In the occurrence of fights has increased in intensity and away from home you may go unnecessarily often. Not only does the creatures loose the necessary loot in the form of specific raw materials, which you would otherwise be difficult to get, but for their disposal you will also gain experience and the main protagonist can comfortably level. It's fine, but the damage you do has been greatly reduced, so you can get your sword, ax or mace. Gradually you are improving, health is growing (on more sophisticated RPG than new equipment or armor and increasing HP is not played here), but over time it's more repetitive boring for senseless fast respawn. Especially with stronger enemies, who can surprise you with quantity. Sometimes you spend long minutes dancing around your opponent, learning when to attack, so that you can jump out of his reach and slowly cut off his health again.

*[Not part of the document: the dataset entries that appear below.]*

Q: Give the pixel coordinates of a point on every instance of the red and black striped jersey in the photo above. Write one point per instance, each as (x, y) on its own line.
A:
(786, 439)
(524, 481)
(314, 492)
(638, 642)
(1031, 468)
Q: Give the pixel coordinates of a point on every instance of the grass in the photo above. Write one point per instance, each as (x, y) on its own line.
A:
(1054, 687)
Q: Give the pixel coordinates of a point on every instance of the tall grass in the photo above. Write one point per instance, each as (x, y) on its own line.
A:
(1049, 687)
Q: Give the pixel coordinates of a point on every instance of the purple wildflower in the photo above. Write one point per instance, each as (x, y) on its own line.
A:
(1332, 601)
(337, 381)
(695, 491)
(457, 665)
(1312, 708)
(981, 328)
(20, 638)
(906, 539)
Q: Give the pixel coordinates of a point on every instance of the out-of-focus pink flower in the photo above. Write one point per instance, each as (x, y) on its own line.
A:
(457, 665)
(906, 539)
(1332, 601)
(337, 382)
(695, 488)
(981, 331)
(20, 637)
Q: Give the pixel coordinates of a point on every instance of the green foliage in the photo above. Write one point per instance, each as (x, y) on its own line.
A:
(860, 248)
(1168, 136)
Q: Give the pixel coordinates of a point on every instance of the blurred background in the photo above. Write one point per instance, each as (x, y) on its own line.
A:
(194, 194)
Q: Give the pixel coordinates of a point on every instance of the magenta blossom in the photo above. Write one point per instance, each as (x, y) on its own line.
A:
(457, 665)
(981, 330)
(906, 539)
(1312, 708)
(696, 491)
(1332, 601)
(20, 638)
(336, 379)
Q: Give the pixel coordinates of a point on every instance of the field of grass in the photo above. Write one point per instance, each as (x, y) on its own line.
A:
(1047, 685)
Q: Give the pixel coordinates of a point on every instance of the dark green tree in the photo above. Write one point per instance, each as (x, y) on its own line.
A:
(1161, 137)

Although you always have a faithful Malroth at your side, a friend who accompanies you on the road outside the settlement, the fight is often tiring. In the story fights, other residents will join you and battles will become even more confusing because you have no idea where you are cutting. This brings us to the negative, which is the biggest obstacle to higher ranking. And that's camera and control. You have a choice between your own eyes and from behind the character, and I have a more first-person view for building and retrieving raw materials, as you can clearly determine which block you want to remove or where to place something else. But the movement and orientation in space makes this camera choice. Everything seems to be speeding up, I didn't know where it was. While you see more from behind the hero, it is more beautiful, but the accuracy goes to the eternal hunting grounds.
Despite the huge number of menus and menus you have access to, everything is handled neatly and easily. Some little things like graphic visuals have not changed. It is tied to the Dragon Quest series and hard to expect austere but functional interface. For all icons you can turn on a tool that describes everything you need and you do not freak for a while. The only problematic point may be the choice of the active object (a hammer with which you break cubes, a pitcher with an endless supply of water, a glove with which you can take anything in your hand and the like) that you change your X-kom, such as talking to the NPC, so instead of changing the subject, you activate a non-skippable chat.
Graphically, Dragon Quest Builders 2 is not so dazzling and you have fallen on your ass. Simpler graphics, however, does not hurt because it is fully functional. Minecraft's ray tracing graphics orgies are far away, but some snapshots are still great, especially if you go somewhere on the mountain and look around the landscape. It is somewhat striking that visibility is not enough and the omnipresent fog does not allow you to see too far. Sounds are simple, dubbing is not, music specifically genre with Dragon Quest. Either it starts to crawl on your nerves or you can safely ignore it.
What Dragon Quest Builders 2 clearly offers is fun for tens to hundreds of hours. Minecraft style building has style and is fun. You can farm, cook or kill monsters, discover new places on the islands, solve logical puzzles or just sail. The content is a huge game, it is not a poor relative of Minecraft, and it is also constantly complemented by the story. Despite its naivety and pathetic nature, it has the potential to attract and motivates to go on quests. The fact that the dialogues are flat and uninteresting is only a specific feature of the series itself or more demanding player preferences. The most important thing is fun and Dragon Quest Builders 2 has a deal, so you often forget about real time.